5 Questions: Nicki Reckziegel, Emerging Architect

5 Questions: Nicki Reckziegel, Emerging Architect

Posted 29 January 2015 by Nicki Reckziegel
Nicki Reckziegel, Retracing a Place of Memory - The Contemplator Nicki Reckziegel, Retracing a Place of Memory - The Contemplator

Montréal-based Nicki Reckziegel is the winner of the Canada Council’s 2014 Prix de Rome in Architecture for Emerging Practitioners.  With this award, she will travel to “institutions of refuge” (crisis centers, safe houses, hospitals) in 18 locations across Central and East Africa. She will also intern with MASS Design Group, a non-profit organization that has designed health-care facilities in developing countries around the world. Through this travel and internship, she will study the role of architecture and memory in the aftermath of traumatic events.

The Prix de Rome is awarded each year to a talented recent graduate of a Canadian school of architecture to broaden his or her knowledge of contemporary architecture culture.

Nicki recently agreed to answer a few of our questions about her work.


Much of your work to date has focused on the subject of memory and architecture. What is it about this subject that inspires you? Can you tell us about a building that is a good example of this?

Engaging with memory as it relates to architecture triggers a spectrum of other concerns – history, culture, politics, religion, psychology. This is what interests me most, that architecture cannot stand alone but is inherently multi-disciplinary and anchored in place and in life. As such, an architecture that embraces memory can go far beyond the idea of a museum or a memorial. It could be a house, a hospital, a school, a prison – it is an architecture that has considered its own past present and future as well as that of its inhabitants and all that that entails.

Do you feel architects have a responsibility to help to build a better world? If so, how?

I think that architects have the same responsibility that all people do, to engage with the world as a whole and to consider the impacts of our actions. Nevertheless, architects are trained with a particular skillset and holistic way of thinking that can allow us to contribute to a “better world” in unique ways and that potential should not be left untapped.

What do you hope to learn from your travels and internship in Central Africa?

Women and children play crucial roles in building and sustaining communities, but the conversation on memory is often dominated by other groups. This research will be an effort to hear these voices and tend to them. Traumas endured by individuals – such as familial loss, assault, mutilation, rape, pregnancy – beyond their immediate repercussions, carry insurmountable social stigmas which isolate victims from their communities. In the end, both the individual and the community suffer.

Through my travels and research, I hope to uncover how the physical places in which people seek refuge in the aftermath of trauma might contribute to the healing process. I would put forward that the architecture of these places has the potential to foster supportive relationships - the traumatic memory that might otherwise isolate a victim can be communalized and approached by a group as a whole.

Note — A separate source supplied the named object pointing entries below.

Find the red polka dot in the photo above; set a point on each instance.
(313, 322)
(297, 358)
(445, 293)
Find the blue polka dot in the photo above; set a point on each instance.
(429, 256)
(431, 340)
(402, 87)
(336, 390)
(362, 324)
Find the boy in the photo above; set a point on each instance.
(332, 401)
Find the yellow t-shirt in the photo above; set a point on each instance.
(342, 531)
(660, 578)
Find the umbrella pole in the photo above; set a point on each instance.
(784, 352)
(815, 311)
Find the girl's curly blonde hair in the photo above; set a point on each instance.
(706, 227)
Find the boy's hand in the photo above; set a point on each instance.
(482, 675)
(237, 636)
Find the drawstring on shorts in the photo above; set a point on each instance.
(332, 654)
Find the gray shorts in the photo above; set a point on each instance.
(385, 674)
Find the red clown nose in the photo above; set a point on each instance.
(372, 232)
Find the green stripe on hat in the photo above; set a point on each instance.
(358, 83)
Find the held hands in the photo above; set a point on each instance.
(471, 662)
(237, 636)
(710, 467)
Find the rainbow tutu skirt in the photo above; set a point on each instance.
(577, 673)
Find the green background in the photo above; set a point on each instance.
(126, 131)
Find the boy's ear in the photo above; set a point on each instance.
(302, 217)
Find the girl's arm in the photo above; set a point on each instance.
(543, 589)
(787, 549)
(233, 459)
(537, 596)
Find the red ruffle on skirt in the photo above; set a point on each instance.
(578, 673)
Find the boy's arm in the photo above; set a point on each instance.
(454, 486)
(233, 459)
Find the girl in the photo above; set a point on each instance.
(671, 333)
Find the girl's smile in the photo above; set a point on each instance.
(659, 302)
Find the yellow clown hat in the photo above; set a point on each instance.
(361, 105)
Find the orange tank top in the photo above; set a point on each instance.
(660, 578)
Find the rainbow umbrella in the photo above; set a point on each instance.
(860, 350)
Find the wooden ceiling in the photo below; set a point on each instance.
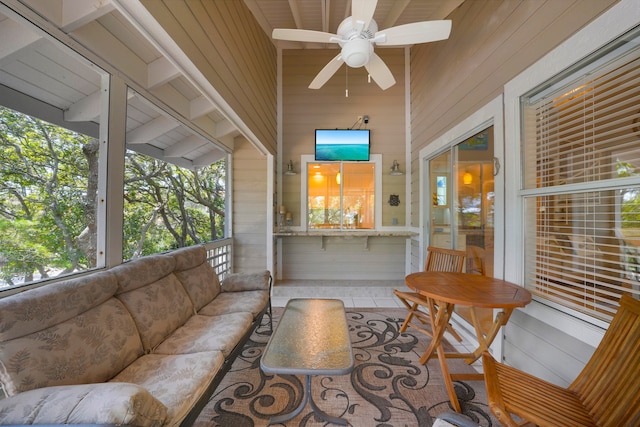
(326, 15)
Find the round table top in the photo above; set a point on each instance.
(468, 289)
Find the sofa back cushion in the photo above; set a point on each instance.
(196, 275)
(84, 336)
(151, 292)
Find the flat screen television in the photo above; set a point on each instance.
(342, 144)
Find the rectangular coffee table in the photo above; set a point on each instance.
(311, 338)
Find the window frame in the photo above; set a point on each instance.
(305, 159)
(592, 37)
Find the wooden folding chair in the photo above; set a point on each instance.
(606, 393)
(438, 259)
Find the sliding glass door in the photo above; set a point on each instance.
(462, 203)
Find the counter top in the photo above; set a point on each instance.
(345, 233)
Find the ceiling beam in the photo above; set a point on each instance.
(151, 130)
(394, 13)
(209, 158)
(160, 72)
(15, 39)
(184, 146)
(199, 107)
(87, 108)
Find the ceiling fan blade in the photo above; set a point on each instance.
(296, 35)
(325, 74)
(417, 32)
(379, 72)
(362, 10)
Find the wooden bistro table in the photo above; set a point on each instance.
(311, 338)
(443, 291)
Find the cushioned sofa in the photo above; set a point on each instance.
(144, 343)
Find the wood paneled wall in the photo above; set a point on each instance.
(303, 111)
(491, 42)
(223, 39)
(249, 208)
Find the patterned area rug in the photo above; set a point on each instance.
(388, 387)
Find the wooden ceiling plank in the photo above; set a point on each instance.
(78, 13)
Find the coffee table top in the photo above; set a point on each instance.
(311, 338)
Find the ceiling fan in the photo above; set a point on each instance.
(356, 36)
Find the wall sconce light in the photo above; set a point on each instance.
(290, 170)
(467, 178)
(395, 169)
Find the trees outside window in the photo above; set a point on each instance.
(48, 198)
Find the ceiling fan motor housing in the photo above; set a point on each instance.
(356, 45)
(357, 52)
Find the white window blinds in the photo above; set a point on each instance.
(581, 183)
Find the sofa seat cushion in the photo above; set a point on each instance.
(232, 302)
(196, 275)
(158, 307)
(207, 333)
(256, 281)
(178, 381)
(91, 347)
(103, 403)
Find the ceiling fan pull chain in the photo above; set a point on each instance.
(346, 82)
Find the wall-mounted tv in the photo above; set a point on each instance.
(342, 144)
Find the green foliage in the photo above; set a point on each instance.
(48, 212)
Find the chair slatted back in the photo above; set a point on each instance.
(609, 384)
(439, 259)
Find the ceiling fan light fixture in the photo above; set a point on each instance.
(356, 52)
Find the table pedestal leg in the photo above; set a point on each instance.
(308, 397)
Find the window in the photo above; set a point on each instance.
(168, 203)
(581, 154)
(48, 184)
(168, 207)
(341, 195)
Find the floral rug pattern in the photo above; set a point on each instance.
(387, 387)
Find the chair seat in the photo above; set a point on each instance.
(533, 399)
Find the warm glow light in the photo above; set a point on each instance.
(467, 178)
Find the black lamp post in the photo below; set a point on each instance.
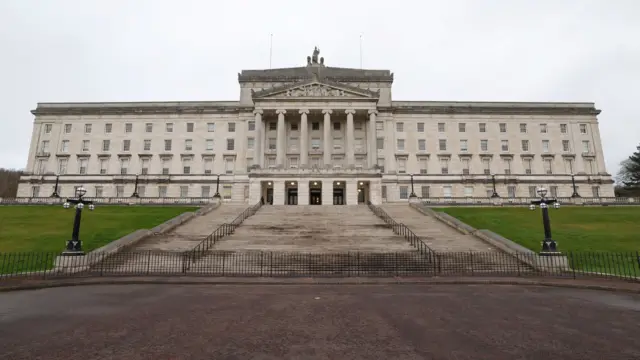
(575, 189)
(548, 244)
(217, 195)
(413, 194)
(55, 187)
(135, 188)
(493, 181)
(74, 246)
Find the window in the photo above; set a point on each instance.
(186, 166)
(486, 166)
(124, 166)
(404, 192)
(104, 166)
(422, 145)
(82, 166)
(442, 144)
(464, 146)
(444, 166)
(548, 166)
(62, 166)
(226, 192)
(144, 166)
(468, 191)
(484, 145)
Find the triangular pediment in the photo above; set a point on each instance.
(315, 89)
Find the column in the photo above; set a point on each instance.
(280, 142)
(327, 141)
(259, 146)
(350, 138)
(304, 138)
(373, 151)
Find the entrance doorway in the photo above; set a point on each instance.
(315, 193)
(339, 193)
(292, 193)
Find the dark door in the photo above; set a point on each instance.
(315, 197)
(292, 196)
(270, 196)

This same spirit of community action can be found in the architectural process of MASS Design Group, the firm with which I will be interning in Kigali, Rwanda. Their work challenges the boundaries of architecture through a design and construction process that empowers communities, fosters dignity and improves lives. I hope to gain from them a physical, material, and architectural grounding for my research.

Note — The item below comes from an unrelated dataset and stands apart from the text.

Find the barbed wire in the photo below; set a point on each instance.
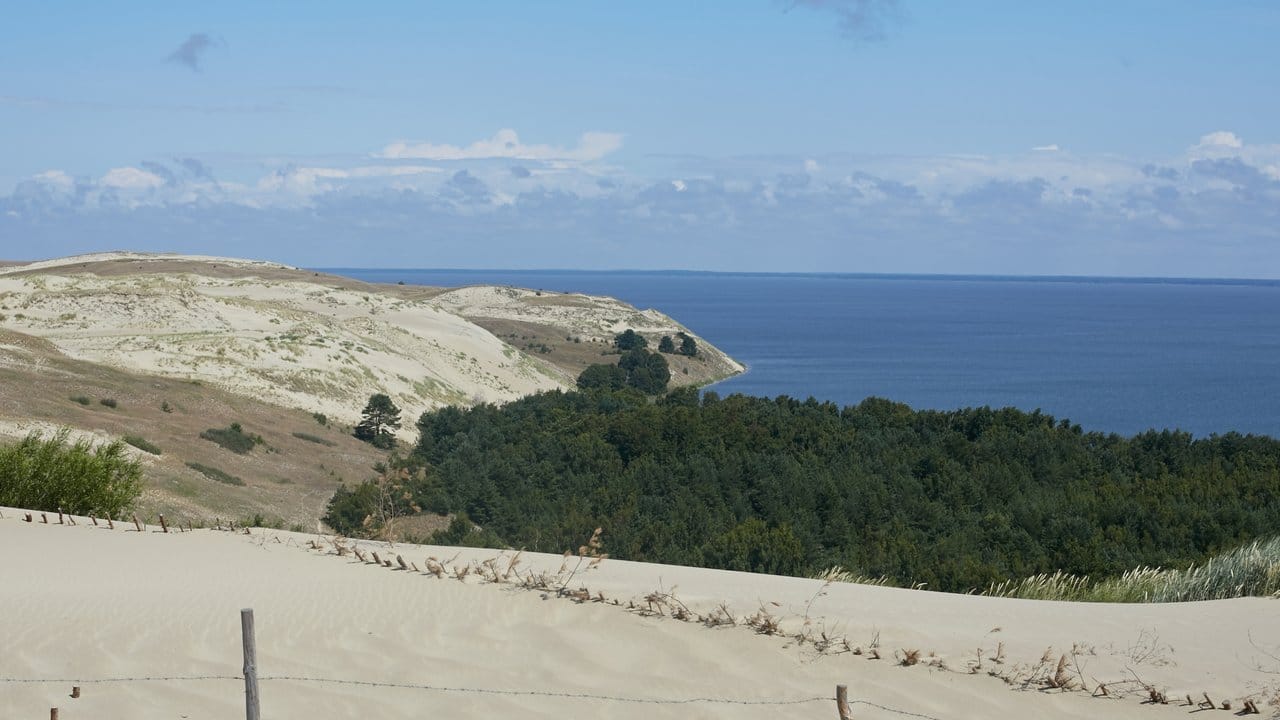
(476, 691)
(104, 680)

What will you learn that could be shared with Canadian communities that have suffered through traumatic events? How will you share this information?

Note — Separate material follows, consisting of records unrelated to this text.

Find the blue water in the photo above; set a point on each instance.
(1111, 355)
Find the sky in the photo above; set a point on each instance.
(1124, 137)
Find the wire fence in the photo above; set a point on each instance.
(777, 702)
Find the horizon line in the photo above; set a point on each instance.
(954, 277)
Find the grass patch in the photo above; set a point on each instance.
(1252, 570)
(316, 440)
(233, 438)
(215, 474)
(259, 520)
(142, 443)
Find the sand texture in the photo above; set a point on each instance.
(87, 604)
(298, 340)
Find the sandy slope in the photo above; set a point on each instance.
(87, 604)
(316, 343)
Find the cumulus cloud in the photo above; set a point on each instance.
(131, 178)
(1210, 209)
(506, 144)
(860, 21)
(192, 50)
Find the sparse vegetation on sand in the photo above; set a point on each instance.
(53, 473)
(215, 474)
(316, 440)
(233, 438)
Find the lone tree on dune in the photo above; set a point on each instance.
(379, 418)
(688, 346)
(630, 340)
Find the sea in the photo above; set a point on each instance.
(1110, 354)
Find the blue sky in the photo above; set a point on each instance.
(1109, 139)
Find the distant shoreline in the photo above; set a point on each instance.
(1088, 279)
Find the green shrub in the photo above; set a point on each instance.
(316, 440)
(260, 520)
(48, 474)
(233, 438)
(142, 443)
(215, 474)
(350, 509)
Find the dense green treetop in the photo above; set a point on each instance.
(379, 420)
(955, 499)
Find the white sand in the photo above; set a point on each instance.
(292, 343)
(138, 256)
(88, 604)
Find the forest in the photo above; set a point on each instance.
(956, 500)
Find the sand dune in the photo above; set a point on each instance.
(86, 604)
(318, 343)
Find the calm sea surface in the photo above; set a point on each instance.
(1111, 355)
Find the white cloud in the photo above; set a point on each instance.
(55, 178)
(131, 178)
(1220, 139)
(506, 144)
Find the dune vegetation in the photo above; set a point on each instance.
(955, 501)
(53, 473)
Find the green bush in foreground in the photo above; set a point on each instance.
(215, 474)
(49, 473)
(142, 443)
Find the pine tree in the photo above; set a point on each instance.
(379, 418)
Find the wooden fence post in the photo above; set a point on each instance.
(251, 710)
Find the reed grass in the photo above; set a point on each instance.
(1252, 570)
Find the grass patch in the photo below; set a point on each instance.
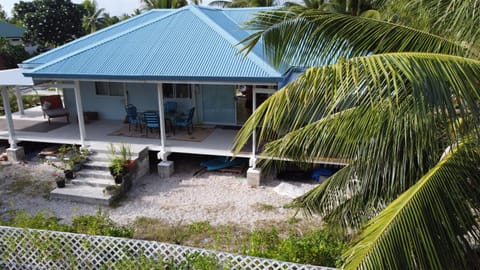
(292, 241)
(264, 207)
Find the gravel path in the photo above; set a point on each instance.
(211, 196)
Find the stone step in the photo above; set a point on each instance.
(93, 182)
(82, 194)
(93, 173)
(96, 165)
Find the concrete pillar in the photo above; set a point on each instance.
(161, 116)
(165, 168)
(254, 177)
(18, 94)
(15, 154)
(8, 118)
(81, 122)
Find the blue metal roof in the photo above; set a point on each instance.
(188, 44)
(8, 30)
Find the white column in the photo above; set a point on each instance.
(161, 116)
(19, 100)
(8, 117)
(253, 159)
(81, 122)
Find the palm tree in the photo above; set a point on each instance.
(400, 106)
(94, 17)
(153, 4)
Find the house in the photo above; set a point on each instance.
(187, 55)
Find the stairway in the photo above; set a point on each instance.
(90, 182)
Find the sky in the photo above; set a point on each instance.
(113, 7)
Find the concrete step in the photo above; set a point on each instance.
(93, 173)
(93, 182)
(96, 165)
(99, 157)
(82, 194)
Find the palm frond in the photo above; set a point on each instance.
(302, 37)
(386, 115)
(444, 232)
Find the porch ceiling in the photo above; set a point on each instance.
(218, 143)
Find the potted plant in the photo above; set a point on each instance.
(60, 180)
(120, 161)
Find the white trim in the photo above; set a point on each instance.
(81, 122)
(163, 81)
(8, 116)
(161, 117)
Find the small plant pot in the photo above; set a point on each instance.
(60, 183)
(68, 174)
(118, 179)
(77, 167)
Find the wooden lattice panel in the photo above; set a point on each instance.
(40, 249)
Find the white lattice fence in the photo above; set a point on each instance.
(40, 249)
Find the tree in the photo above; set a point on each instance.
(3, 14)
(93, 18)
(400, 107)
(11, 55)
(152, 4)
(46, 21)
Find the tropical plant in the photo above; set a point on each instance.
(93, 17)
(45, 21)
(400, 107)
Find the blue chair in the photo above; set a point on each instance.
(186, 121)
(132, 117)
(170, 107)
(151, 121)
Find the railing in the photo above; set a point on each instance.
(41, 249)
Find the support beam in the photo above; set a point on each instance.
(18, 94)
(161, 117)
(253, 159)
(9, 119)
(81, 122)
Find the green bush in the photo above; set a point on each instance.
(98, 224)
(42, 220)
(319, 247)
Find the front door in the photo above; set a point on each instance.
(218, 104)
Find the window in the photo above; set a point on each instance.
(109, 88)
(176, 90)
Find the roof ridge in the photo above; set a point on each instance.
(119, 24)
(108, 39)
(232, 40)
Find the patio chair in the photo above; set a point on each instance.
(132, 117)
(52, 106)
(170, 107)
(151, 121)
(186, 121)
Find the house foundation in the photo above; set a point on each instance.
(15, 153)
(254, 177)
(165, 168)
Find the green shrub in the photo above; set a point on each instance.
(100, 224)
(262, 243)
(41, 220)
(318, 247)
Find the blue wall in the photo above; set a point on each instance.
(142, 95)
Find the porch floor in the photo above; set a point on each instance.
(218, 143)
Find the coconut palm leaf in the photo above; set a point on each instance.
(304, 37)
(445, 230)
(387, 122)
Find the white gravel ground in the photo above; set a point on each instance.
(219, 198)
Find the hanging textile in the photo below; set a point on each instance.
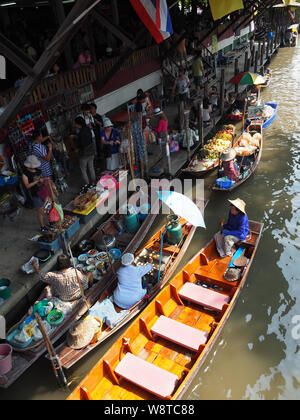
(156, 17)
(221, 8)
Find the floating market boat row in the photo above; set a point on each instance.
(248, 150)
(158, 356)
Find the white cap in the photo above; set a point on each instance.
(127, 259)
(157, 111)
(107, 123)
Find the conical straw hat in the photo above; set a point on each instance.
(239, 204)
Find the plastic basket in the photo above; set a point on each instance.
(224, 183)
(70, 232)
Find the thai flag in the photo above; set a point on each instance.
(156, 17)
(292, 14)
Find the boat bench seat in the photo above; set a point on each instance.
(204, 297)
(179, 333)
(151, 378)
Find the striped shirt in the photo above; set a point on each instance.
(64, 285)
(40, 151)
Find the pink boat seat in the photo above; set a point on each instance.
(204, 297)
(149, 377)
(184, 335)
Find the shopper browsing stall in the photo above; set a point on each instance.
(86, 150)
(35, 184)
(111, 141)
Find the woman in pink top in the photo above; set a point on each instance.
(162, 123)
(229, 166)
(84, 59)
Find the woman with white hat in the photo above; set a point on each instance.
(35, 184)
(162, 124)
(130, 283)
(235, 230)
(229, 166)
(111, 141)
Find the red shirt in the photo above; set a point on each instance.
(230, 171)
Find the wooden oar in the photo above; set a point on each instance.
(241, 261)
(78, 280)
(56, 364)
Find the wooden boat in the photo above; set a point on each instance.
(161, 352)
(271, 119)
(268, 78)
(252, 160)
(23, 358)
(190, 170)
(172, 255)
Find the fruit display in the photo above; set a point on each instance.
(221, 142)
(248, 144)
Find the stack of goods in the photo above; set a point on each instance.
(236, 115)
(97, 263)
(210, 153)
(28, 332)
(268, 112)
(68, 222)
(248, 144)
(85, 200)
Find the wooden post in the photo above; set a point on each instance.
(181, 115)
(236, 71)
(222, 92)
(200, 124)
(166, 154)
(262, 53)
(256, 61)
(59, 11)
(56, 364)
(188, 133)
(146, 162)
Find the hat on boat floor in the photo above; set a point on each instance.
(228, 155)
(127, 259)
(82, 333)
(239, 204)
(157, 111)
(32, 162)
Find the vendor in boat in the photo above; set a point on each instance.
(130, 288)
(231, 168)
(64, 282)
(234, 231)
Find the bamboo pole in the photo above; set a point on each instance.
(130, 139)
(56, 364)
(78, 280)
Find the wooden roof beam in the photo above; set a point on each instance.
(71, 25)
(16, 56)
(113, 29)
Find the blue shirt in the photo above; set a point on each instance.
(130, 289)
(237, 226)
(114, 137)
(40, 151)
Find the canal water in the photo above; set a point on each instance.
(256, 356)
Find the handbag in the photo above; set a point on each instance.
(43, 193)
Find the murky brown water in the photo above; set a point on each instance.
(256, 356)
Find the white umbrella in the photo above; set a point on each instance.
(183, 206)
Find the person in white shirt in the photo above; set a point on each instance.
(182, 84)
(207, 110)
(130, 288)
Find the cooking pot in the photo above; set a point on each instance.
(105, 241)
(43, 255)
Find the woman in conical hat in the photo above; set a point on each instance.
(235, 230)
(230, 170)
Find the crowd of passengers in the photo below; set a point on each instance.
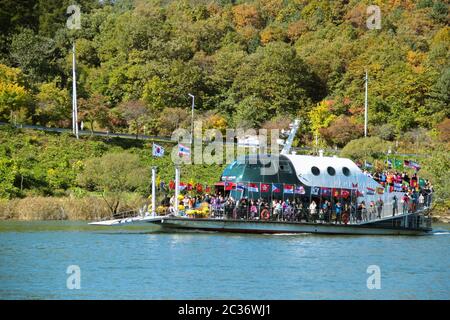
(306, 209)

My travels will take me through Rwanda, Burundi, DR Congo, and Kenya, where the potential for trauma is compounded by generations of cross-border wars, ethnic rivalry, and internally-displaced persons. While Canada may be free of such crises, we are not immune to many of the same atrocities that plague individuals in Africa and most cases are equally stigmatized.

Through my research I hope to learn how an architecture of refuge can function as a place to dispel stigma, form communities of survivors and healers, and prepare people to dignifiedly re-establish themselves in their lives. These findings could have direct applications in Canada and will serve as the groundwork for further research on what remains a critical discourse here at home.

I will put together a book of photographs, architectural plans, and human narratives collected in Africa and distribute it to architectures of refuge across Canada. My hope is to further encourage the traumatic memory to be “communalized,” this time creating communities and sharing hope between survivors across cultures and continents.

What does winning the Prix de Rome prize mean to you as an artist?

The Prix de Rome in Architecture for Emerging Practitioners represents for me an incredible opportunity, not only for the year to come but for the promise of my future practice as an architect, for which these experiences will undoubtedly prove invaluable. It is also a validation; it recognizes that architecture plays an important role in trauma and memory that is worth exploring.

Nicki Reckziegel. Photo: Ji Won Jun

About the Author: Nicki Reckziegel

Nicole Reckziegel is the winner of the Canada Council’s 2014 Prix de Rome in Architecture for Emerging Practitioners. A recent graduate of McGill’s Architecture program (M. Arch., B.Sc. Arch.), she is interested in the subject of memory and architecture in institutions of refuge. Her Master’s thesis studied the site of the Tuol Sleng Museum of Genocidal Crimes in Phnom Penh, Cambodia – a building that was once a high school, then a prison of the Khmer Rouge, before becoming a museum.